Volume II is packed with high resolution color photographs of the many items listed above. The well documented text is also very detail oriented. I would imagine that many different readerships (serious collectors, museum specialists, archaeologists, and more) would be very interested in the pair of volumes.

Sunday, July 3, 2016

Booknotes: Out Flew the Sabres

New Arrival:
Out Flew the Sabres: The Battle of Brandy Station, June 9, 1863 by Eric J. Wittenberg and Daniel T. Davis (Savas Beatie, 2016).

Another ECW book. Eric Wittenberg recently authored a Brandy Station overview with The History Press, but this one is adapted to the ECW series format. He and co-author Daniel Davis construct a history and integrated driving tour of the battle. Appendices cover the four battles of Brandy Station, the 1863-64 army winter encampment nearby, the Battle of Kelly's Ford, and the struggle to preserve the Brandy Station battlefield.
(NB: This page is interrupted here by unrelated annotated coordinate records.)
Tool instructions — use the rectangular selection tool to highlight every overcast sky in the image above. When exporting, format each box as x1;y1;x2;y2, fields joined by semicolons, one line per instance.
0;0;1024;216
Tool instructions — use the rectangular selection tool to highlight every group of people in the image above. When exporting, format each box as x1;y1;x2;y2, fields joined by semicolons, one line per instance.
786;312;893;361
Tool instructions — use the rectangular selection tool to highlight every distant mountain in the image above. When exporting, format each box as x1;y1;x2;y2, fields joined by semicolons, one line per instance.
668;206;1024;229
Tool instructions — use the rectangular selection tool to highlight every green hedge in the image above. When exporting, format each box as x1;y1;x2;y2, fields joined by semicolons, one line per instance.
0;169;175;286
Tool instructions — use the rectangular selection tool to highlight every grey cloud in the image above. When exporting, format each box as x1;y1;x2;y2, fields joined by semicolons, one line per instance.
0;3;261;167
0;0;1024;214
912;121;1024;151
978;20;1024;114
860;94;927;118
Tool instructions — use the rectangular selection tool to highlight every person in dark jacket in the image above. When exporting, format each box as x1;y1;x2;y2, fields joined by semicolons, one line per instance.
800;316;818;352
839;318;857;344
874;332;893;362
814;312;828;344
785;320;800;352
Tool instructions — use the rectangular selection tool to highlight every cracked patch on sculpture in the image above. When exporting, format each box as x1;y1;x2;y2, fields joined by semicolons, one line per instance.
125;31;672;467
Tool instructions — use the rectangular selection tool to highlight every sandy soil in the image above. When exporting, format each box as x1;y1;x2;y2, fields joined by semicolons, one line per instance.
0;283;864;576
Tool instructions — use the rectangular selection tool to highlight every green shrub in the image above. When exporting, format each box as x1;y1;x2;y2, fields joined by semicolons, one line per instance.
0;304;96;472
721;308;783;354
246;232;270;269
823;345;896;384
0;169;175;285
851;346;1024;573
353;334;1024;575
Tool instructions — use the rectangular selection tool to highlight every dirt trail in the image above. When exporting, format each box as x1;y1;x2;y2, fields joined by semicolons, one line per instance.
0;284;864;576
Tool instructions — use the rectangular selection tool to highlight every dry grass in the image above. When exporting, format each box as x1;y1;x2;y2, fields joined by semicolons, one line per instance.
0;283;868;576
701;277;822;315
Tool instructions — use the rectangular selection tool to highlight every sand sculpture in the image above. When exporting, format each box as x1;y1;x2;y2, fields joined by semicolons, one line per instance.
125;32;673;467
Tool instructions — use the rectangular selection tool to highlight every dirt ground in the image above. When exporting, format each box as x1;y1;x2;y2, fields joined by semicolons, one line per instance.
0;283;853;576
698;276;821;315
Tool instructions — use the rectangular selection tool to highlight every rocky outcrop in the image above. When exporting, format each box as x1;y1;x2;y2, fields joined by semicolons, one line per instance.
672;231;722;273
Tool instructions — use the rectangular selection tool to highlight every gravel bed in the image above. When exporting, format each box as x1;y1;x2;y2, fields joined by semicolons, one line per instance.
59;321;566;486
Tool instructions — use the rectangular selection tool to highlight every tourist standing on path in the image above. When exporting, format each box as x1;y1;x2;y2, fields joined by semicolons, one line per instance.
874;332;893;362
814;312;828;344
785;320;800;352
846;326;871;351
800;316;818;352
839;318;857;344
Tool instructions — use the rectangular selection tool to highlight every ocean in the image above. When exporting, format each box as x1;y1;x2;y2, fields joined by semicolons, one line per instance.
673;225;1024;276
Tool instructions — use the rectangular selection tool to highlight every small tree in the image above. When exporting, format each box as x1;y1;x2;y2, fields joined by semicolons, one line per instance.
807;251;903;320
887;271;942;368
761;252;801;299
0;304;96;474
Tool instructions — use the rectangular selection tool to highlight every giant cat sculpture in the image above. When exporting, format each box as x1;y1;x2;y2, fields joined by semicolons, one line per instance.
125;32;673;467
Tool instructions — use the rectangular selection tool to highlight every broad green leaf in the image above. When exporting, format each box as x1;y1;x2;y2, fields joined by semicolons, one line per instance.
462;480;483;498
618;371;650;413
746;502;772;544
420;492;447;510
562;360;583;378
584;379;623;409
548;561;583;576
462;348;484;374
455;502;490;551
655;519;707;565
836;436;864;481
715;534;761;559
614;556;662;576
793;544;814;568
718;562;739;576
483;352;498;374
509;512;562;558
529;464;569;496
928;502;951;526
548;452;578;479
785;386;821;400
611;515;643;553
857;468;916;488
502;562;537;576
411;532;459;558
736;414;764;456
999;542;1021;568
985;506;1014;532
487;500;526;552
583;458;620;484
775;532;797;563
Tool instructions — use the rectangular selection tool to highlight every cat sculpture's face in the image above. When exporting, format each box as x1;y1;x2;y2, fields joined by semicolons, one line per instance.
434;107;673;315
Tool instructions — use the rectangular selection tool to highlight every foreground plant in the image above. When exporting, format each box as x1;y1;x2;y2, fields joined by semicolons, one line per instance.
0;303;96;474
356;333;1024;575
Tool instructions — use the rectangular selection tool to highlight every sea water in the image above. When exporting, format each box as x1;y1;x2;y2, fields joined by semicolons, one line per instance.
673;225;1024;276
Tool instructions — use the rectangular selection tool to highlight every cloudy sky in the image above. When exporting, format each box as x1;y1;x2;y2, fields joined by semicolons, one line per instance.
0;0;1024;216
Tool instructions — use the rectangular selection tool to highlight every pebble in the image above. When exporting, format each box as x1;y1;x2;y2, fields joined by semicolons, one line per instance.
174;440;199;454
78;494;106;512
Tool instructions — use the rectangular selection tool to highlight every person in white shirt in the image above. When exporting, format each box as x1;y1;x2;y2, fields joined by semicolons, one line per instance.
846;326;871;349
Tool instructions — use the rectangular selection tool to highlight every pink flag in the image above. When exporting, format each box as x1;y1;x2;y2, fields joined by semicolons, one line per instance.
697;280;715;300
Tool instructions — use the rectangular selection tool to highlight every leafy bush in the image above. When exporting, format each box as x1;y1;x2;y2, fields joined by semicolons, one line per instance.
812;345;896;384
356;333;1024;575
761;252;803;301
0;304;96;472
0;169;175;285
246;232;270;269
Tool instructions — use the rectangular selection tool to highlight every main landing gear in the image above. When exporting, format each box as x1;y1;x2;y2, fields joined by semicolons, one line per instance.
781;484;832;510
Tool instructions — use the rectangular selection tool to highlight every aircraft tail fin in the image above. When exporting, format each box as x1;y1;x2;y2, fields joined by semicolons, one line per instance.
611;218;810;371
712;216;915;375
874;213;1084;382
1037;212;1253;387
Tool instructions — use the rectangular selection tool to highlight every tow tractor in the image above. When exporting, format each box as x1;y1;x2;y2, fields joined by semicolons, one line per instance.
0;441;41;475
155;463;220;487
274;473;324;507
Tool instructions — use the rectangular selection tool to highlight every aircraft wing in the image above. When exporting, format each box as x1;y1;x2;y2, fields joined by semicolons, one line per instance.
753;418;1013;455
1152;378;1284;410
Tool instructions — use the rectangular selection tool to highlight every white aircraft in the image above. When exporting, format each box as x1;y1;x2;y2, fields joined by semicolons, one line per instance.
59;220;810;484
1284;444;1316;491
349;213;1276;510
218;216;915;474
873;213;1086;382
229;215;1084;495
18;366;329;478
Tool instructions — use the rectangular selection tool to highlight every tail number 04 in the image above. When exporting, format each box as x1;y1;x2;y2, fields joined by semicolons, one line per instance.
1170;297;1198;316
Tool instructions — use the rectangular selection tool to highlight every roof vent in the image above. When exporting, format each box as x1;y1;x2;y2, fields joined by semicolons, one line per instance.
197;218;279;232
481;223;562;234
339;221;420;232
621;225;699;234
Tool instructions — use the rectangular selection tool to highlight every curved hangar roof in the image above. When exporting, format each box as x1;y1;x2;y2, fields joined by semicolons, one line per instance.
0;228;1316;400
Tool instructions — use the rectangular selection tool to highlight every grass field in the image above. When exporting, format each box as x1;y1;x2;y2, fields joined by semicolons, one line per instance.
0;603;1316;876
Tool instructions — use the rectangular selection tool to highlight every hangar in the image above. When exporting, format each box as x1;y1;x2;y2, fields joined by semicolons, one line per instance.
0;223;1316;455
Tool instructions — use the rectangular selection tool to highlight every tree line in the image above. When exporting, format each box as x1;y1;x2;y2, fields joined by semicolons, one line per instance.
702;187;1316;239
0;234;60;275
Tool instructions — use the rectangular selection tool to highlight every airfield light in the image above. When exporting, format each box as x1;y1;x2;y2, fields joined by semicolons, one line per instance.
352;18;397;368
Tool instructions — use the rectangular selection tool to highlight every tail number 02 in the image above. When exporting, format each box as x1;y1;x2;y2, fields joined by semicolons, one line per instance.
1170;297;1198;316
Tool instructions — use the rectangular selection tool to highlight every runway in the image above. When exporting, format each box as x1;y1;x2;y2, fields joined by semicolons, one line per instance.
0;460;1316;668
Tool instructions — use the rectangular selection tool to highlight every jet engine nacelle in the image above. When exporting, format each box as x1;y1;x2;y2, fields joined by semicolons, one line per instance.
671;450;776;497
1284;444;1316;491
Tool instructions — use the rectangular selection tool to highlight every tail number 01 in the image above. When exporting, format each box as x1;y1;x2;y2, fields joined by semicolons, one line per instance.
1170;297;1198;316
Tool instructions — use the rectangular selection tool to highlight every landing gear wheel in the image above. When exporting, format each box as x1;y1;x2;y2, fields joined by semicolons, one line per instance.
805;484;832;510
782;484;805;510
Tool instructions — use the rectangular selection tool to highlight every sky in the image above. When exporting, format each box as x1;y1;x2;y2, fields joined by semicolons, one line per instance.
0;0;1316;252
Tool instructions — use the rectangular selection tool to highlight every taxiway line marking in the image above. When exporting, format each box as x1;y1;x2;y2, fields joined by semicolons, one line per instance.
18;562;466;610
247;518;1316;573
Booknotes: A Long and Bloody Task

New Arrival:
A Long and Bloody Task: The Atlanta Campaign from Dalton through Kennesaw to the Chattahoochee, May 5-July 18, 1864 by Stephen Davis (Savas Beatie, 2016).

The first of two volumes [for some reason, I thought it was a trilogy originally] covering the Atlanta Campaign, Davis's book is part of the Emerging Civil War series, with the target audience mandate and presentation style that that inclusion entails. It takes the reader on a long stretch from the beginning of the campaign all the way to the gates of Atlanta. In addition to the narrative and maps, there's a driving tour and a collection of brief appendices addressing a variety of issues (ex. federal campaign logistics, the Chattahoochee river line, and commentary on the current state of the Hood historiography).

Friday, July 1, 2016

Booknotes: Beyond the Gray Leaf

New Arrival:
Beyond the Gray Leaf: The Life and Poems of J.P. Irvine by Dustin Renwick (Fleetwing Books, 2016).

It's probably safe to say the Illinois poet J.P. Irvine is virtually unknown today. During the Civil War, he was employed as a government clerk in Washington, D.C. and local newspapers there and major literary magazines published his work. On Decoration Day in 1873, he read his poem "Unknown" to a large crowd of celebrants, including President Grant. His one published book, The Green Leaf and the Gray, was issued in 1891, and didn't include "Unknown." According to author Dustin Renwick, Irvine "excelled" in his Civil War poetry, and most of his best work existed outside the 40 pieces contained in the poet's lone publication. Renwick eventually uncovered more than 80 Irvine poems, and his book Beyond the Gray Leaf "offers a curated collection of Irvine's poetry paired with the historical and biographical context of his life."